Pub Date: Oct. 15th, 2013
ISBN: 978-0-9910645-1-9
Publisher: Eirene Publishing

A teenager finds her beliefs about her problematic uncle severely challenged.

In Willms’ debut novel, a young woman opens the narration by telling readers about a simpler time in her childhood, “when I still believed in happy endings and dared to dream.” Felicia Francine Harrison—a tomboy who took immediately to the nickname Freddy, much to her mother’s dismay—lives the fairly normal life of a small-town kid, with her siblings Angie and Harry, her laid-back father, and her graceful, demanding mother. “I strove to be the over-achiever that mom always wanted,” Freddy relates, “but whenever I tried it inevitably resulted in an even worse embarrassment to my mother than ever before.” These relationships endure an added strain when the family takes in Freddy’s Uncle Joey, a developmentally handicapped young man with whom she forms a close bond. Joey is a sweet, simple-minded soul whose gentle, friendly nature impresses Freddy from an early age (“Every creature Joey touches, he touches with loving tenderness,” she tells readers). As the two grow up, Freddy loses her virginity to her high school boyfriend Erik and begins to envision a future with him, but just as those dreams come crashing down around her, further tragedy strikes. Joey is implicated in the death of a neighborhood girl with whom he’d displayed an innocent obsession. The girl’s father had warned him about coming anywhere near her, and when she turns up dead in the greenhouse owned by Freddy’s father, Joey automatically becomes the prime suspect. A scandal and an investigation promptly unfold, and the author handles the steadily increasing complexity of the plot with a far more practiced hand than might be expected in a first novel. The suspicions about Joey unnerve Freddy and she vainly tries to convince the police of his innocence (“Joey isn’t very smart, I’ll admit, but he would never hurt anybody”).

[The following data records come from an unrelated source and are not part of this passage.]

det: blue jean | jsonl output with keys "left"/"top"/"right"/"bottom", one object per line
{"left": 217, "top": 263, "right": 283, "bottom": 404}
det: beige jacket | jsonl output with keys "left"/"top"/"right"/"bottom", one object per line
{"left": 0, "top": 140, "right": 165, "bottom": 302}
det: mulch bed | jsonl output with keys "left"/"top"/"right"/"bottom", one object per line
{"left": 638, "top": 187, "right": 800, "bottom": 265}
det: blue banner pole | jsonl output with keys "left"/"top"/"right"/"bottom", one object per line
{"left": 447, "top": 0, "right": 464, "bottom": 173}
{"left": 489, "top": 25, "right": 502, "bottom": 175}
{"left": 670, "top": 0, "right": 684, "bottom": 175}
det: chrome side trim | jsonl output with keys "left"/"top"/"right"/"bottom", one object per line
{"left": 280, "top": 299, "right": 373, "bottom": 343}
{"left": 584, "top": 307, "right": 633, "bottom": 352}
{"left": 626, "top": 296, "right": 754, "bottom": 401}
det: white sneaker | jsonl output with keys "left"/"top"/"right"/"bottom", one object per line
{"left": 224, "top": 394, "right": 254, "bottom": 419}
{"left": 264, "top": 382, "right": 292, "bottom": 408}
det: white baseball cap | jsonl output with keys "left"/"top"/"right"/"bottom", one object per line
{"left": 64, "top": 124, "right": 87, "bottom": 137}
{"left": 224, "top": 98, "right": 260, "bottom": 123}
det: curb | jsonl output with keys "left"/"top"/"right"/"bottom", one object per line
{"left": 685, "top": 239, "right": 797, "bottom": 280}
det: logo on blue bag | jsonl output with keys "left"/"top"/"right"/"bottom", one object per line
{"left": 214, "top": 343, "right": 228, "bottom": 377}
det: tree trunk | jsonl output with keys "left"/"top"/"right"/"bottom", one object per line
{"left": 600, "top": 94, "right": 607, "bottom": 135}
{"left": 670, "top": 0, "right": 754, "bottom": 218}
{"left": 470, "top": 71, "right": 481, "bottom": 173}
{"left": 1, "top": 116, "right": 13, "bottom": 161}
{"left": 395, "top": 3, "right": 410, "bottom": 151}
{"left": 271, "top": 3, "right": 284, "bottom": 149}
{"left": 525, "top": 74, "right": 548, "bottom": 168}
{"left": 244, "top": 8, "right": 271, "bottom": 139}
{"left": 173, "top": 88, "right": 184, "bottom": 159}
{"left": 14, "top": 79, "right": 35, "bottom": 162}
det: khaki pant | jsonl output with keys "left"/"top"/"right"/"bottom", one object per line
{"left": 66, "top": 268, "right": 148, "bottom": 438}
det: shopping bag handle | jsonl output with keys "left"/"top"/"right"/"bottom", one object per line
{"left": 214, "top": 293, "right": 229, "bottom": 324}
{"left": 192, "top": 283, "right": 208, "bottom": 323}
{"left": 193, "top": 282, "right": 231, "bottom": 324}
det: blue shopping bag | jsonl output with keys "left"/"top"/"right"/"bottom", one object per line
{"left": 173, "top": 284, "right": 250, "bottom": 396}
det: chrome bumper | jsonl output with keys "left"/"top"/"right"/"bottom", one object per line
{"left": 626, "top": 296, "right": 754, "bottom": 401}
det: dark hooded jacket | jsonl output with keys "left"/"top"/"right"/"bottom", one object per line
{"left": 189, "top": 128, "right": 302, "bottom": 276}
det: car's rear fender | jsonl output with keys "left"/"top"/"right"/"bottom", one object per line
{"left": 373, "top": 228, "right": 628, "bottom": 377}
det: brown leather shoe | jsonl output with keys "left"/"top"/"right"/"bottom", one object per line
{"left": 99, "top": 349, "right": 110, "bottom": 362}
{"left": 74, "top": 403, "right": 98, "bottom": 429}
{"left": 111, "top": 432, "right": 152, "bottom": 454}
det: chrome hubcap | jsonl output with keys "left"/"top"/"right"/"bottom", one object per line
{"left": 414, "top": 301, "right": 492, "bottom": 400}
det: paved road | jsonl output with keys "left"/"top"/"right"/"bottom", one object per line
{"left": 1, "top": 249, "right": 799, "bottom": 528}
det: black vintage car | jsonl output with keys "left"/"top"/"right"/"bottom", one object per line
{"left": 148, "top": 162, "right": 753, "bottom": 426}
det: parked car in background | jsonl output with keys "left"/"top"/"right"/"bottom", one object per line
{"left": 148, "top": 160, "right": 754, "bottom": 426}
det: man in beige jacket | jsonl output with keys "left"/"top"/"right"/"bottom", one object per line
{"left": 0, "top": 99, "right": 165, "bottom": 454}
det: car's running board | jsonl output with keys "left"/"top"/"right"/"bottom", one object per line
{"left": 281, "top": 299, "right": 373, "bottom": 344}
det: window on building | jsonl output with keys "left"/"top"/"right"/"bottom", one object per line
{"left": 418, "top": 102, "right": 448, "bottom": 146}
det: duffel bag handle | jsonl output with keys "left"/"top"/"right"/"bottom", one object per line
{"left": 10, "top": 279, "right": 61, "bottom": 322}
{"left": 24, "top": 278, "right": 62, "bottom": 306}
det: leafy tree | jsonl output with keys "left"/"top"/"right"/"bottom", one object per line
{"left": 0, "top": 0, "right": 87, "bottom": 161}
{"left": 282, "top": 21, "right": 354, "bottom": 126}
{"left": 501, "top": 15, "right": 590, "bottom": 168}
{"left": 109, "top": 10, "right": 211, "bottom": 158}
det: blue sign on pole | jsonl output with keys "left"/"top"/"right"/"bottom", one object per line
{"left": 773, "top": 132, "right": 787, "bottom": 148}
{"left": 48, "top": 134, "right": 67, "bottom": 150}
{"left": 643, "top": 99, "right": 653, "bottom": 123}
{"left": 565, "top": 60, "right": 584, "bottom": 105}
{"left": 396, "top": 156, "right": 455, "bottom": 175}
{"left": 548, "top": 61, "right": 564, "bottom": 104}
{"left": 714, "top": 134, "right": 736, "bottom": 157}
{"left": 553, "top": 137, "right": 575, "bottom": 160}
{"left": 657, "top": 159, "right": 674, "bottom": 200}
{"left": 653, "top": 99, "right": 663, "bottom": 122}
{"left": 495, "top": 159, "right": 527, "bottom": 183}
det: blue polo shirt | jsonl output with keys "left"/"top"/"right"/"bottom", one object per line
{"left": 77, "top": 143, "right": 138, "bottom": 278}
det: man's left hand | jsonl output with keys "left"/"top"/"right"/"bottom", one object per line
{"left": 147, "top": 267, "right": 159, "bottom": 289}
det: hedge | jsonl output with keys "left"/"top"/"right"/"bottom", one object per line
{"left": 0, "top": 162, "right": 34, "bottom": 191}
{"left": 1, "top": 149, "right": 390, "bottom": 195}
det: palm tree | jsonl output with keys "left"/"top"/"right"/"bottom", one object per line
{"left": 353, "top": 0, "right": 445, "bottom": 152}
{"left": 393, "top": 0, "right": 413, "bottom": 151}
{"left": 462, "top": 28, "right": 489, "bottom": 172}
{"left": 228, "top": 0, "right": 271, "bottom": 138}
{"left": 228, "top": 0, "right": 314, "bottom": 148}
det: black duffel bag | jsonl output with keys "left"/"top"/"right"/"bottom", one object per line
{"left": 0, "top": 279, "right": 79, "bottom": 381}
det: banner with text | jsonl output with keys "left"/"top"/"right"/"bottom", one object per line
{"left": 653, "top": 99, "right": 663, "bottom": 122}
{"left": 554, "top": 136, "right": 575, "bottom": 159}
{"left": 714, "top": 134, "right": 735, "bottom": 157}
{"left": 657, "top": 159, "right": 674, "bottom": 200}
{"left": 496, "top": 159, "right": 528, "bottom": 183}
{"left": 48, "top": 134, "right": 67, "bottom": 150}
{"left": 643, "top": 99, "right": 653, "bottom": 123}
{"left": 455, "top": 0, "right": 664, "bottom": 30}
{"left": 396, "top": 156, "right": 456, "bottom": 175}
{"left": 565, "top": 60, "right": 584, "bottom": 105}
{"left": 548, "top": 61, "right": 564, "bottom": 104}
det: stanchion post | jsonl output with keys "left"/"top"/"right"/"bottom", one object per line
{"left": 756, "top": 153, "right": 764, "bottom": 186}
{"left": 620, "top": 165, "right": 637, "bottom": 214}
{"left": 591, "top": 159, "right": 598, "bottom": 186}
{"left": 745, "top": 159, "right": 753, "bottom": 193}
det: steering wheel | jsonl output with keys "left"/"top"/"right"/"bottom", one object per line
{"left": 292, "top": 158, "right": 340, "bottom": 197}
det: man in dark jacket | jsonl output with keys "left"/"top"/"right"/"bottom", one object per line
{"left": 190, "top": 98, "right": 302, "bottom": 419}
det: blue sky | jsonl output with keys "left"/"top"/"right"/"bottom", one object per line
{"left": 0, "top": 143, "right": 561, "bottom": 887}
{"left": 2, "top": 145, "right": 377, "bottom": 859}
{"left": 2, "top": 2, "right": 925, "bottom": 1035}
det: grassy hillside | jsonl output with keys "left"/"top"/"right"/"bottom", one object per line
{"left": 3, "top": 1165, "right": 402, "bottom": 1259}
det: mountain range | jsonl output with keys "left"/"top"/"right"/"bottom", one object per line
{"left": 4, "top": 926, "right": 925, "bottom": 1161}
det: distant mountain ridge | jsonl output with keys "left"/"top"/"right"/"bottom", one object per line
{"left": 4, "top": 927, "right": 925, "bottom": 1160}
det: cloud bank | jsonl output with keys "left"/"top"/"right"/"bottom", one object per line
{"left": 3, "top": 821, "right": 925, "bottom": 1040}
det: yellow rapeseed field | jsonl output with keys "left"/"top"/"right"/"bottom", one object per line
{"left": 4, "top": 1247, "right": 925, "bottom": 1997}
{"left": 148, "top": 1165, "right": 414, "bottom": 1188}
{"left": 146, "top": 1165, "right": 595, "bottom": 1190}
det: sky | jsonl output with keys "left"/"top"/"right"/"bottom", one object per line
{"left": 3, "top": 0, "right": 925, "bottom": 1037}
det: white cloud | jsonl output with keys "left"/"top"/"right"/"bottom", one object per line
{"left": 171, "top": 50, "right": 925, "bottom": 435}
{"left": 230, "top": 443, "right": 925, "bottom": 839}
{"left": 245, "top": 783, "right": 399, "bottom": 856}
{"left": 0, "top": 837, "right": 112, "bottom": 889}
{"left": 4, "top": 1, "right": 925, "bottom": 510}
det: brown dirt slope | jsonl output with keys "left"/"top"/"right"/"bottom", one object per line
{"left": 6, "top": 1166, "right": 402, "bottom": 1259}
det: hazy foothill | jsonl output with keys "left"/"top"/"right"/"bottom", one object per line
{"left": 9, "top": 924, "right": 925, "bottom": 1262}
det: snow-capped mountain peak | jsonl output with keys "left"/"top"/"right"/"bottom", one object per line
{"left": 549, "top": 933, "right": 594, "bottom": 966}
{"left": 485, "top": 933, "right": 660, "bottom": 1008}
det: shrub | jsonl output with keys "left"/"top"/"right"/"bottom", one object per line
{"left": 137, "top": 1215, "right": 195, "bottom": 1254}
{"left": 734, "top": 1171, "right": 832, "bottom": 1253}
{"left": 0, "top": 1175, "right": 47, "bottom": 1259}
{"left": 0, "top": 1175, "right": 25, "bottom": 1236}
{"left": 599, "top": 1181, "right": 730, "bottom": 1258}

The main characters and supporting cast are drawn with economy and a clear sense of the evolving relationships, including between Freddy and her parents. Freddy’s mother starts to worry about her daughter’s future: “I’m afraid with her always feeling responsible for Joey, there won’t be room in her life for anything or anybody else.” Willms orchestrates the mounting tension of the book’s final act with smooth assurance.

A taut and involving small-town tale of murder and loyalty from a promising new author.